Despite the trench coat, the April chill bit into her flesh and she jammed her hands into her pockets, hunching her shoulders against the cold. For just a moment, she considered calling Helga and spending the night forgetting that Maggie even existed. But Helga would already be in bed... alone maybe, but not necessarily. She didn't feel like taking the chance.

She remembered a bar on Lexington in the Sixties that would do nicely for a couple of drinks—keep her out of the house long enough for Maggie to simmer down and maybe even go off to sleep. She turned the corner and headed south, listening to the squish of her shoes against the wet pavement.

And all she could think of was Maggie... Maggie, who would be annoyed because she had wet feet.

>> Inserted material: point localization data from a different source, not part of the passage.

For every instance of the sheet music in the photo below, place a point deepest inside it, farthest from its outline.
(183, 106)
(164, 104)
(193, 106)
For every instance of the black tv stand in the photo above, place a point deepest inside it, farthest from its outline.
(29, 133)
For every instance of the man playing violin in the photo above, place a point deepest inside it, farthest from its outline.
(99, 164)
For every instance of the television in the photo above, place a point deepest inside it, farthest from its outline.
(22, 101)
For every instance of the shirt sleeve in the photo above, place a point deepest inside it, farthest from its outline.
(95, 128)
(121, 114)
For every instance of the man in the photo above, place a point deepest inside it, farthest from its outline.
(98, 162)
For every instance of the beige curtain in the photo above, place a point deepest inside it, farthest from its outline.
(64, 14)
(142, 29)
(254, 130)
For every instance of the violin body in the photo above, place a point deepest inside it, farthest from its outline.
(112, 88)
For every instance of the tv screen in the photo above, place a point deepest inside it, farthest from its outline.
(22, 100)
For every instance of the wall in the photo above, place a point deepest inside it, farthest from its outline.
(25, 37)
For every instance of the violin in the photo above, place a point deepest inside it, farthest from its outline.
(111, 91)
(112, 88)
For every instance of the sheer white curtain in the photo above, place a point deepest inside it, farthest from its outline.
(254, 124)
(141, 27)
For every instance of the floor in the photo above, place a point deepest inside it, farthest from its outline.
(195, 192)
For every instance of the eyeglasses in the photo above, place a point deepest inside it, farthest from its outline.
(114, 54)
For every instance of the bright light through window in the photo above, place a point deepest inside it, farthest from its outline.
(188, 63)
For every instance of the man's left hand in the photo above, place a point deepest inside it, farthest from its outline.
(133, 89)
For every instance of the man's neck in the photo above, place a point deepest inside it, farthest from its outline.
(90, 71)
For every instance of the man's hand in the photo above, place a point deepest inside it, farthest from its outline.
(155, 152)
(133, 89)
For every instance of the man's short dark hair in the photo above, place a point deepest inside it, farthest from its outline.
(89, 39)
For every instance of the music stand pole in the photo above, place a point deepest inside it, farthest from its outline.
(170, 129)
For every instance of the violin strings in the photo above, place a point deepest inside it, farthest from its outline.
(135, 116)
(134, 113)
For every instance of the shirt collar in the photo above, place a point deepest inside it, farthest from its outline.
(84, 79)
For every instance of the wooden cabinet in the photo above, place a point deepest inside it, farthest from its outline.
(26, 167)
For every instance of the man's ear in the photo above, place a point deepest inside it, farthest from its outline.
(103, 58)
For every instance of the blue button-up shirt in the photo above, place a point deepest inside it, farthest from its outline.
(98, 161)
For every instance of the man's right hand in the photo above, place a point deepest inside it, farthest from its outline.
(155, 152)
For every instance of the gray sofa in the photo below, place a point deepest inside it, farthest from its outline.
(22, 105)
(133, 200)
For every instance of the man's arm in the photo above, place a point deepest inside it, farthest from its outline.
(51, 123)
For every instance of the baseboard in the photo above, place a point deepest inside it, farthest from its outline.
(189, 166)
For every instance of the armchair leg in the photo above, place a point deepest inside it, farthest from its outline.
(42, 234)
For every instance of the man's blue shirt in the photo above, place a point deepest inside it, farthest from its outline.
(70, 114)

She had known Maggie De Groot since the girl was two months old. Since Uncle Andrew had brought the red-faced, bunting wrapped motherless baby to Grandmother Kate's. Lee had been just five then and Uncle Andrew had set the baby into her lap and told her to hold up the back of its head. Maggie was the first baby she had ever seen, an ugly little thing with pinkish fuzz all over its head. But even then the bawling baby had stopped crying when Lee held her, had drooled a little and fallen asleep. And in a way, it had been like that ever since.

They had seen each other often when they were kids, being part of the immense, sprawling family that hover-around Grandmother Kate. Weekends and holidays and summers, they had been together, played together. And always Maggie had smiled when she looked at Lee Van Tassel. And Lee had smiled too.

But then Lee's parents had died within months of each other and Lee, as the only direct descendant remaining, had been taken under Kate's iron wing. She had been sent to schools here, there and everywhere, picking up more than a liberal education. She had seen little of the family, except for Kate—and thought little enough about it, too.

For Lee's personal interests had developed along lines she preferred not to flaunt in front of the family. And when finally, at twenty-one, she had finished school, she had refused to move back to Ravensway, Kate's estate. Kate had given her the house on East Sixty-eighth Street and wished her well.